I've been reading this forum since I've been looking for a boat, then, after getting my 1st sailboat, a 1976 C&C24, and now, that repairs are needed much earlier that I'd like, I thought I would tap into this source of knowledge with questions.
When my skipper ran the boat into an underwater ledge, we didn't feel a shock or a stop, just heard a big noise, and the boat started taking water. Once pulled away from the ledge it sank in a minute :-( It's been salvaged a few days ago and I wonder if it can be fixed. The hull broke around the keel stub (1st picture, of the front of the keel) but the deck and mast and everything else is in such a good shape (plus, I ended up loving this boat so much...). Is there a way to restore the seaworthiness of the hull, so that it holds the weight of the keel, remains water tight and maintains the whole structure of the boat ?
More questions arose when I looked at the boat / (wreck...) on its stands. It looks like the keel had been fixed before, like if fiberglass had been added inside the hull (2d and 3d picture of the keel bolts compartment under the floor of the cabin) ; does this look to you like this boat ran aground before, that the hull was patched with fiber glass cloth and other stuff ?
And this brings me to the 1st question : is any repair possible now, of this broken hull, that would make the boat safe ?
Thank you for any input !


----------



## baboon (Aug 7, 2008)

Wow, this may get the repair thread of the year. The keel is not realy suported by the skin of the hull, but rather the grid build into the whole bottom of the boat. The fact that it failed is really an eye opener. My guess is to make it truly safe you will exceed the value of a 36 year old boat by a large margin. If you are commited to this boat get an experienced person on site to look at it. Any advice you get on the net, including mine, is not reliable enought to trust your safety.


----------



## SloopJonB (Jun 6, 2011)

It looks like a writeoff to me. Unless that boat has enormous sentimental value, get another boat. An old C&C 24 is worth less than the materials needed to fix that damage, never mind any labour (of which there will be LOTS).

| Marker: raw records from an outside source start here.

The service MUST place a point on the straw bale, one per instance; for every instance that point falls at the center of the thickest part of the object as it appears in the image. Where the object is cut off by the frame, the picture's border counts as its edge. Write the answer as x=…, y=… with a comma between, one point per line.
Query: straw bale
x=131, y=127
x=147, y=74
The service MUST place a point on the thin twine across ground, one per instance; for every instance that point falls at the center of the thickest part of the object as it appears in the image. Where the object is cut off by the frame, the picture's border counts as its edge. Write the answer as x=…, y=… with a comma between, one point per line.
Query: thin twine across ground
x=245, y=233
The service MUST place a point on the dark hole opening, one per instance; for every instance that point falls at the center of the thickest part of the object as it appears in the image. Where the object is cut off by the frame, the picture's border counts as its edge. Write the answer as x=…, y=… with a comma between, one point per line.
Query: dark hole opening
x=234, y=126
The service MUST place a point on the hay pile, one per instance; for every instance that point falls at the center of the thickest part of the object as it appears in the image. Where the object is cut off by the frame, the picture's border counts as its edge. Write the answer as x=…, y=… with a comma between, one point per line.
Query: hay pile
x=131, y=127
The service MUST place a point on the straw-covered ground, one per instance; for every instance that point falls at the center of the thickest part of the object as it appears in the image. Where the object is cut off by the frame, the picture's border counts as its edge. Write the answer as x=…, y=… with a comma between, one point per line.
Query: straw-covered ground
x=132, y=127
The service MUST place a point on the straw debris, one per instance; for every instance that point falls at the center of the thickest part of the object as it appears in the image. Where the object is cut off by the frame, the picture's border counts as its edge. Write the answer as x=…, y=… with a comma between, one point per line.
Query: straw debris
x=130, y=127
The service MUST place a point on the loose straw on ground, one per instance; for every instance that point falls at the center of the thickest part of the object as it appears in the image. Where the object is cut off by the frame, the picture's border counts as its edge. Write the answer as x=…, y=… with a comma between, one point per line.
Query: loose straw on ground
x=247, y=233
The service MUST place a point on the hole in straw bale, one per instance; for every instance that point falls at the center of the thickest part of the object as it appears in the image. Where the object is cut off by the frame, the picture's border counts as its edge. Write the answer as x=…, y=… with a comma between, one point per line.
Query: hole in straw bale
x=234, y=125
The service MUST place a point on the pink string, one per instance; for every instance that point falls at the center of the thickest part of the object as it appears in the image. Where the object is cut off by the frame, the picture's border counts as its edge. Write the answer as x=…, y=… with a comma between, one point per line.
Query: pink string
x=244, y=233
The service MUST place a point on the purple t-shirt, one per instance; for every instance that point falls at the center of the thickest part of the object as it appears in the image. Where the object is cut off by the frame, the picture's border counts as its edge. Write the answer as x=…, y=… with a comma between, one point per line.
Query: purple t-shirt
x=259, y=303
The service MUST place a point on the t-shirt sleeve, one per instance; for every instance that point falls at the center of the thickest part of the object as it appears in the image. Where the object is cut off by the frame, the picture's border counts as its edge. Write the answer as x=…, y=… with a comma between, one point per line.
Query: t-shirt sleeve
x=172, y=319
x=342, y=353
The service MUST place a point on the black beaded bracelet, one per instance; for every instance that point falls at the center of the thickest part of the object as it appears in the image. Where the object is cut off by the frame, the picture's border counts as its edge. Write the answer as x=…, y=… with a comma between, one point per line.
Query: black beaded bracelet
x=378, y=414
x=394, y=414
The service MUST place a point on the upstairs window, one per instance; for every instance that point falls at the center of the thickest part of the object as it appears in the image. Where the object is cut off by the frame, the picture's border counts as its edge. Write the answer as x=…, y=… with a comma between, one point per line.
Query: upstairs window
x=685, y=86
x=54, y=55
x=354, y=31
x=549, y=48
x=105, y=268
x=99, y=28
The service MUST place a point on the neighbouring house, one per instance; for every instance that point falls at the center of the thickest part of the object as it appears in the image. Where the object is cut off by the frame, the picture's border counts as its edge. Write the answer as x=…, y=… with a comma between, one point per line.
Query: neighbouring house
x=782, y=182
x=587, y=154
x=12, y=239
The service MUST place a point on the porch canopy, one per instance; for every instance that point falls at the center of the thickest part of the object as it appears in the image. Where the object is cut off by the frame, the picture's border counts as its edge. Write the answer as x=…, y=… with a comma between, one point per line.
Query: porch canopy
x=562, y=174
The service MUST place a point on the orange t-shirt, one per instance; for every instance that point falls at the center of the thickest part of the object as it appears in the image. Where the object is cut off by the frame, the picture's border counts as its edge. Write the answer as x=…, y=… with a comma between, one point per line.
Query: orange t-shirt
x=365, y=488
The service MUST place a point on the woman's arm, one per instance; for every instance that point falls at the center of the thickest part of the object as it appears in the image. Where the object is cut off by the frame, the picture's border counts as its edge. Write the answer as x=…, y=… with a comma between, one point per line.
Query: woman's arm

Strip it of all useful gear for resale and scrap it.

Sorry.


----------



## gus_452000 (Mar 11, 2012)

Sorry but that looks terminal to me, even with all the will in the world and free labour it would still cost more in materials to repair and make safe then buying another similar boat of younger years.


----------



## eherlihy (Jan 2, 2007)

From your pictures, and this perspective; yes, it looks like this was poorly patched before.

Can it be fixed? Yes - all it will cost is time and money. It will take lots of both.

I believe the stated message in the previous posts, is that you could buy another C&C 24, in better shape, for less than the costs involved in properly repairing this one.


----------



## rugosa (Aug 30, 2011)

Unless your insurance is covering the WHOLE cost, strip it, scrap it and find another boat. Spars, sails, winches, toe rails, hardware, rudder all have value if you are inclined to salvage them. The previous repair looks questionable, and you definitely hit hard Did your surveyor comment about the previous repair?


----------



## dabnis (Jul 29, 2007)

Agree with all, get rid of it. How much is your and your skipper's lives worth?

Paul T


----------



## WDS123 (Apr 2, 2011)

Scrap lead pays about $1 a lb these days


----------



## davidpm (Oct 22, 2007)

mainer24 said:


> When my skipper ran the boat into an underwater ledge, we didn't feel a shock or a stop, just heard a big noise, and the boat started taking water. Once pulled away from the ledge it sank in a minute :-( It's been salvaged a few days ago and I wonder if it can be fixed.!


Were you on the boat when it hit?
How fast were you going?
I'm surprised you didn't feel it more. What exactly did it feel like.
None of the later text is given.